The New Mexico Supreme Court published its first opinion of the new year last week. In State v. Garcia, the Court reviewed the conviction of a man for child abuse related to the death of a 14 month old boy. Finding insufficient evidence to support the conviction, the Court reversed. Justice Thomson dissented.
Isaac’s parents frequently let Defendant watch him. One morning, they received a frantic call from Defendant that Isaac had fallen from bed and hit a nightstand. Rather than call 911, Defendant returned the mortally wounded Isaac back to his parents. He also told the parents not to reveal his involvement, claiming that CYFD would investigate the parents if they found out about his involvement. Isaac later died at the hospital.

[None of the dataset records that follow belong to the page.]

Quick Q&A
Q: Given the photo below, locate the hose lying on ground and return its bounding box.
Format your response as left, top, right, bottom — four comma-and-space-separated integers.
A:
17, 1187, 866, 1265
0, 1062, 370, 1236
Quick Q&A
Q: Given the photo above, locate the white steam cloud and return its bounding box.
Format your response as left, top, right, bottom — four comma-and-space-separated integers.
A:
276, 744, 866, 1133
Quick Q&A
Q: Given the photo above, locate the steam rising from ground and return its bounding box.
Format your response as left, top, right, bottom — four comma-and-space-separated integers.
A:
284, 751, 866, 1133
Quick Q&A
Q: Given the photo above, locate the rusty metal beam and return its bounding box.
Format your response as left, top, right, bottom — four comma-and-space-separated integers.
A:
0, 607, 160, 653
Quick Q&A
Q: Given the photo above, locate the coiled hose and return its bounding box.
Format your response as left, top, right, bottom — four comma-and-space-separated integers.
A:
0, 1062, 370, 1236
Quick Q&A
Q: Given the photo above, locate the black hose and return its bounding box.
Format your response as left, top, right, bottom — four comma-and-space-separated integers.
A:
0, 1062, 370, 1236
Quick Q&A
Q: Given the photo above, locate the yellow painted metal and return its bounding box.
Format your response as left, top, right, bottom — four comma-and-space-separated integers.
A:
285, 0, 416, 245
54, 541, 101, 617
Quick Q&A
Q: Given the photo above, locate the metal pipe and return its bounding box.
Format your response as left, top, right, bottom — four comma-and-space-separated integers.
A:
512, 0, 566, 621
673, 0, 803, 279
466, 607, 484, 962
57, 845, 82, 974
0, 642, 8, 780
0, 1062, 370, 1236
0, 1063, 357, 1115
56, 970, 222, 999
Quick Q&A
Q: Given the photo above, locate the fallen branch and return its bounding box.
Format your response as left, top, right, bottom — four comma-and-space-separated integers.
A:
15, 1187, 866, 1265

At trial, the court heard medical testimony from several experts. Several experts testified that Isaac’s injuries were likely caused by him being shaken. One testified that the injuries could not have been caused by shaking alone, and that blunt force trauma from multiple impacts must have been a cause. The experts agreed that delay in treatment reduced Isaac’s chances of survival, but could not testify as to whether he would have lived had he been treated earlier.

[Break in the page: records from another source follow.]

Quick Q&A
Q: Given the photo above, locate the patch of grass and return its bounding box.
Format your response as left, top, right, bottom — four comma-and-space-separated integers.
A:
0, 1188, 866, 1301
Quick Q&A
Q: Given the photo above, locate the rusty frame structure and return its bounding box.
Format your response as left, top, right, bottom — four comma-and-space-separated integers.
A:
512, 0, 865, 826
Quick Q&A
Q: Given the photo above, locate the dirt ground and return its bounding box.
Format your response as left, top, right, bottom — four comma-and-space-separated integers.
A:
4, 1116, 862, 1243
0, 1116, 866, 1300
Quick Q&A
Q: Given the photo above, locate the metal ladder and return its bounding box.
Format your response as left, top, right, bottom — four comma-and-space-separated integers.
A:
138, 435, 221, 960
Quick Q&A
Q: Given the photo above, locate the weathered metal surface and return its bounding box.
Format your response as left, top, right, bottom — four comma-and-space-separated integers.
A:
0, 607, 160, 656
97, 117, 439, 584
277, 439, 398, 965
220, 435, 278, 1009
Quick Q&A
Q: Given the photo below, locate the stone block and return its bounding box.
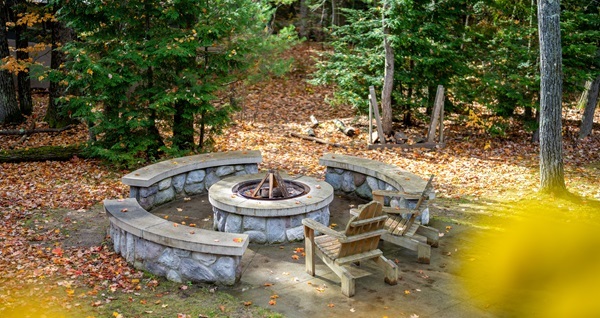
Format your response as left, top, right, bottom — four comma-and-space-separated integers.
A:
321, 206, 331, 226
211, 256, 238, 285
243, 216, 264, 232
285, 226, 304, 242
244, 231, 267, 244
341, 171, 356, 193
154, 187, 175, 206
213, 208, 229, 232
306, 211, 323, 223
183, 182, 204, 195
225, 213, 242, 233
126, 233, 137, 263
367, 176, 381, 190
354, 182, 373, 200
266, 218, 285, 244
167, 269, 183, 283
144, 261, 167, 276
135, 239, 165, 259
215, 166, 235, 179
204, 171, 221, 190
185, 170, 206, 184
192, 252, 217, 266
325, 172, 342, 191
171, 173, 186, 193
179, 258, 216, 283
138, 195, 154, 211
290, 214, 306, 227
173, 248, 192, 258
110, 224, 121, 254
244, 164, 258, 174
140, 184, 158, 198
129, 187, 140, 199
158, 178, 172, 191
158, 248, 181, 269
352, 172, 367, 187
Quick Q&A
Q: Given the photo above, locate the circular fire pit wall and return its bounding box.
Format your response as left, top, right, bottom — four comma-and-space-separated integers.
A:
208, 172, 333, 244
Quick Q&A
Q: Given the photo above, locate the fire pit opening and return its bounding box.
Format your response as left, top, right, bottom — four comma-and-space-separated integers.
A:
208, 170, 333, 244
233, 170, 310, 200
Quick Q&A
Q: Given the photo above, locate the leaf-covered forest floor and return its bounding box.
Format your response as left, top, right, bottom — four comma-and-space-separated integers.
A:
0, 43, 600, 317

The State’s theory at trial was that Defendant had beaten the baby and then denied him care. Accordingly, he was charged with child abuse for allegedly beating Isaac, and child abuse by way of medical neglect. The jury found Defendant not guilty of beating Isaac, but guilty of child abuse by medical neglect, and sentenced him to life imprison. Because of the life sentence, Defendant’s appeal was taken directly to the supreme court.
Defendant argued that his conviction for child abuse by endangerement was not supported by sufficient evidence. Insufficient evidence arguments are difficult to win, and opinions finding the evidence insufficient are therefore uncommon.

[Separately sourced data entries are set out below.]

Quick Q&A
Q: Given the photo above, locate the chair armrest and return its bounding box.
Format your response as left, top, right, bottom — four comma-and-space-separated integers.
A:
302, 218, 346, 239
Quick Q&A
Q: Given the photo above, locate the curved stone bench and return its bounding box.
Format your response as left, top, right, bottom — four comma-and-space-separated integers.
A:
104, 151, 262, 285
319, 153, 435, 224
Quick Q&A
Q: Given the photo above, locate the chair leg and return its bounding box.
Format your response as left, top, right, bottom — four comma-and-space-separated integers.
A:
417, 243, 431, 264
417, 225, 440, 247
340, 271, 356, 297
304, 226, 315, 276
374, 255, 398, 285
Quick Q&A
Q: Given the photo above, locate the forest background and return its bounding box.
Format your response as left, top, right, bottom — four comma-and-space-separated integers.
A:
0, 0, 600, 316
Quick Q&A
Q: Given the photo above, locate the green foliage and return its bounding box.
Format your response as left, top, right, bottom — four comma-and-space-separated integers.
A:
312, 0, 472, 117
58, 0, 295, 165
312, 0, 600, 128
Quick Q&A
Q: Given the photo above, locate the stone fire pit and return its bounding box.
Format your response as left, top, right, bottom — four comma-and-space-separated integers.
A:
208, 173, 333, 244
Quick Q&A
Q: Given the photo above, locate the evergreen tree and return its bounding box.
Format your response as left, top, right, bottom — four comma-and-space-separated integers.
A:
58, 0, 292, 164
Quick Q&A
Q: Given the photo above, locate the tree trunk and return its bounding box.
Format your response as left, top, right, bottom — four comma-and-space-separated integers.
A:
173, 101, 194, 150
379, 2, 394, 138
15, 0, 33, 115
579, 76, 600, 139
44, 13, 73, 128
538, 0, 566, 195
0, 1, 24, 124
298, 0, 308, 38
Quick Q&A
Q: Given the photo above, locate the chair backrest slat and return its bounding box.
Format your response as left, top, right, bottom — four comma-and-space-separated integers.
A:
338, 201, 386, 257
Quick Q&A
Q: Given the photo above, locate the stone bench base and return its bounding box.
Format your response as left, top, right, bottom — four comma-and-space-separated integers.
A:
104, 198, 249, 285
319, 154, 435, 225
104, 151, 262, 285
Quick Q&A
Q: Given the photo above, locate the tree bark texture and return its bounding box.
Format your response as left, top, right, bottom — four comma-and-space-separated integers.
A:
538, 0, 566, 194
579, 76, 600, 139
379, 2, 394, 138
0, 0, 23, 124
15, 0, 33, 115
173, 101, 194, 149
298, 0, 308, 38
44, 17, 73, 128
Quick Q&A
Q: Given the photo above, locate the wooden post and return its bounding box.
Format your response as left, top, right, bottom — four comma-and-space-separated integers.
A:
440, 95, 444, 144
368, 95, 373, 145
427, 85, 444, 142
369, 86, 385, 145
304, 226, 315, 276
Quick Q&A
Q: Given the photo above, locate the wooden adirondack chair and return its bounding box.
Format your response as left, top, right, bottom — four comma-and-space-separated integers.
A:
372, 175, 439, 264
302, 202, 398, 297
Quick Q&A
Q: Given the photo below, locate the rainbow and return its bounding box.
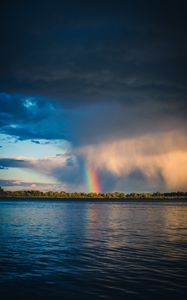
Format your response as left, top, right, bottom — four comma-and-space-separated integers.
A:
85, 166, 101, 193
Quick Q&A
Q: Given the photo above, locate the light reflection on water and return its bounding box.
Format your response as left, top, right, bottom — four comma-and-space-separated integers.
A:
0, 200, 187, 299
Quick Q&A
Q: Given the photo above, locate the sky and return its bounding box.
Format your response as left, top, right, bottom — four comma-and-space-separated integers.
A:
0, 0, 187, 193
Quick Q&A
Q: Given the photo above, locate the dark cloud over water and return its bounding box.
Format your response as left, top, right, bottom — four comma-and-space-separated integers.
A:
0, 0, 187, 190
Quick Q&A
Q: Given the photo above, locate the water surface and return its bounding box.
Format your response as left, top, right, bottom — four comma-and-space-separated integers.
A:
0, 199, 187, 299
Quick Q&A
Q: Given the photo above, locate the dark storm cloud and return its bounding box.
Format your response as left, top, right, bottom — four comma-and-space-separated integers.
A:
0, 93, 66, 143
0, 1, 187, 106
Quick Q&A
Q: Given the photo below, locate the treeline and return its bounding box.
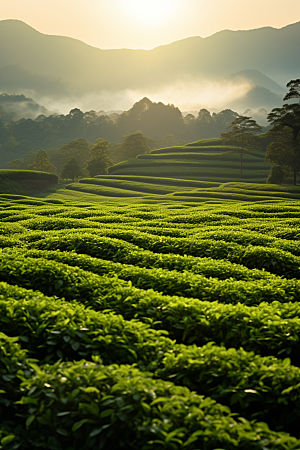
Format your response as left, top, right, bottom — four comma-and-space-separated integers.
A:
8, 130, 183, 181
0, 98, 237, 167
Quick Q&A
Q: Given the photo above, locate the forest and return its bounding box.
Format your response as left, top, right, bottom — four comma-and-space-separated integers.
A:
0, 98, 243, 168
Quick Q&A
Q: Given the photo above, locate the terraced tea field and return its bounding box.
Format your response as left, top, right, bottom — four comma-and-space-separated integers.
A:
109, 140, 271, 183
0, 192, 300, 450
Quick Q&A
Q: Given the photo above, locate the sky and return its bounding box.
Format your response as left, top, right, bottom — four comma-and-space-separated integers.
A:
0, 0, 300, 49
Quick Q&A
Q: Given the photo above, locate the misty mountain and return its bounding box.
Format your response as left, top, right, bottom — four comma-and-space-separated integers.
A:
223, 69, 286, 95
0, 20, 300, 109
0, 94, 51, 120
0, 64, 70, 98
228, 86, 282, 111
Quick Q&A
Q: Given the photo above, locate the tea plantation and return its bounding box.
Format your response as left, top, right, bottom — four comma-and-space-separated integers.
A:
0, 192, 300, 450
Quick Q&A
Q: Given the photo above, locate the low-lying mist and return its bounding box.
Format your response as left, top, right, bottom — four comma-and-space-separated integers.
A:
30, 77, 253, 114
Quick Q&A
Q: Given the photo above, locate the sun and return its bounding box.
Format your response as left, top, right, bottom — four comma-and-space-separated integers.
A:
123, 0, 179, 25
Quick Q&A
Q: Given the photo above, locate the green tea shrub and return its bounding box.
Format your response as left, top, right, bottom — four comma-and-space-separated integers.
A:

Medical neglect is not defined by the child abuse statute, but the courts have defined it as the failure to provide medical, dental, or psychiatric care that is necessary to prevent or to treat serious physical or emotional injury or illness. It is a viable theory of child abuse so long as it is supported by the evidence.
The test for sufficiency of the evidence is whether substantial evidence of either a direct or circumstantial nature exists to support a verdict of guilty beyond a reasonable doubt with respect to every element essential to a conviction. Evidence is viewed in the light most favorable to the conviction. This standard is very deferential to the jury’s verdict while still ensuring that the verdict is supported by evidence, not conjecture.
Looking at the evidence, the Court concluded that there was not sufficient evidence to prove that the neglect had caused Isaac’s death. The State was required to prove that Isaac would not have died or would have had a “significantly greater chance of living” if Defendant had called 911. Multiple experts had testified that the child died because its injuries prevented it from breathing. That type of injury proceeds rapidly. And no expert would say that Isaac would have lived with earlier medical care. Ultimately, the Court found that lack of expert testimony to be fatal to the State’s case.
Justice Thomson wrote separately, concurring in part and dissenting in part. He believed that the majority had imposed a higher causation standard on child abuse by medical neglect than was applicable to other crimes.
The dissent argues that the correct standard is that “a defendant may be a ‘but-for’ cause if that defendant’s neglect is a “significant cause” of death.” It seems to reject the majority’s reasoning that a cause cannot be a “but for” cause unless the victim would have died but for that cause. This strikes me as untenable. By definition, a cause cannot be a “but for” cause unless without it the victim would have died.
The dissent proceeds to explain Justice Thomson’s view that there was sufficient evidence to convict, but that errors in the jury instructions on causation require a retrial. Because the majority had concluded that the evidence was not sufficient, it had not reached the jury instruction question.
Although the dissent seems concerned that this decision alters more than just child abuse / medical neglect law, I think this case ultimately affirms existing causation standards. In the future, the State will need expert testimony showing but-for causation in medical neglect cases. This is probably the right policy result as well, since the contrary result seems like it would expand criminal liability greatly.